Examples / use cases (clinical)

Radiation oncology

  • Digital twins can help identify subregions of tumors that need higher radiation doses and areas of normal tissue to spare.
  • Goal: adapt radiation plans early in treatment for better tumor control and reduced toxicity.
  • MD Anderson is designing clinical trials and has colleagues (e.g., Heiko Enderling) running related studies.

Cardiology

  • Models of blood flow and vessel mechanics can help predict who needs catheterization or intervention before catastrophic events.

Cancer screening and chemotherapy

  • Personalized screening intervals based on individualized risk rather than one-size-fits-all schedules.
  • Simulation studies suggest that the same total chemotherapy dose given on different schedules can produce different outcomes—personalized timing may improve efficacy without extra drugs.

Technical approaches & data readiness

  • Physics-informed / mechanistic models: use known physical laws (e.g., fluid dynamics) and are valuable where biology is well-characterized (e.g., heart flow).
  • AI models: useful when patterns are learned from large datasets, but risk producing nonsensical outputs without constraints.
  • Hybrid models: combine mechanistic constraints with AI flexibility — often a preferred path for safety and plausibility.
  • Data gaps: biological complexity and incomplete molecular knowledge limit where full, accurate twins are possible today.
  • Infrastructure: maintaining a living twin needs continuous data pipelines, software, and model support — access and portability are nontrivial.

Ethical, legal, privacy & safety concerns

  • Ownership and access: who owns a digital twin? Even if patients “own” it, technical and institutional dependencies may limit practical access.
  • Identifiability: aggregating many unique data elements increases the risk of re-identification.
  • Liability: who is responsible if the twin’s recommendation leads to harm — model creators, clinicians, or institutions?
  • Automation bias: humans tend to defer to algorithmic outputs; clinicians need tools and training to critically evaluate model suggestions.
  • Equity: data collection and operational deployment must avoid widening disparities in access to these technologies.

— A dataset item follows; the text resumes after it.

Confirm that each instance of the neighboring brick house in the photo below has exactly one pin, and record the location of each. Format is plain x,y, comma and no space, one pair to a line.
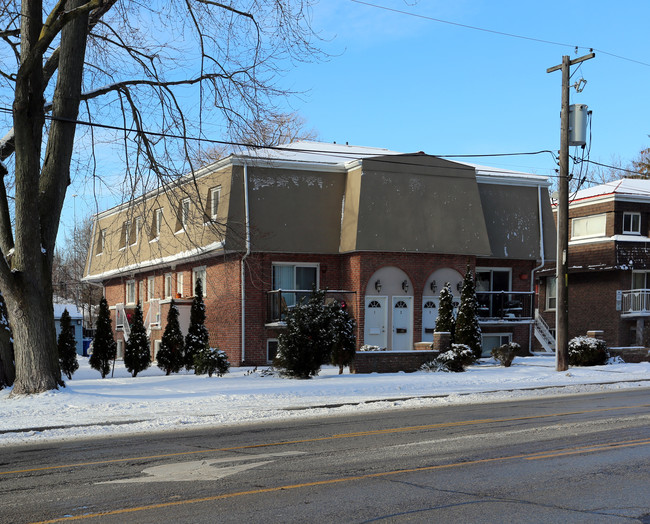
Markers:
380,230
608,264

Implementation challenges & recommended next steps

  • Determine fit-for-purpose uses first (targeted twins for specific clinical questions) rather than attempting a monolithic virtual human.
  • Run prospective clinical trials to validate benefits and harms (MD Anderson and others are starting this work).
  • Build legal/regulatory frameworks for ownership, liability, transparency, and data governance.
  • Design clinician-facing interfaces that produce a “pause” for critical thinking (reduce automation bias).
  • Invest in interoperable data pipelines and affordable infrastructure so twins don’t become accessible only to well-resourced centers.
  • Prioritize privacy-by-design and minimize identifiability when merging multiple data types.

Notable quotes & insights

  • “A digital twin is more than just a model… it really is an ongoing interaction between what the model will predict, your actions based on what information you receive, and continued data collection to update the information and predictions.” — Dr. Caroline Chung
  • “A digital twin really needs to be fit for purpose… what are we actually using it for?” — emphasizes pragmatic design and cost/benefit.
  • On human-machine interaction: design and presentation matter — we need ways to prompt critical thinking rather than faster unquestioned acceptance.

Bottom line

Digital twins hold clear promise for more personalized, adaptive medical care in areas like oncology and cardiology, but major technical, clinical validation, privacy, legal, and human-factors issues remain. Short-term progress will likely come from targeted, well-validated twins answering specific clinical questions rather than an all-encompassing virtual human.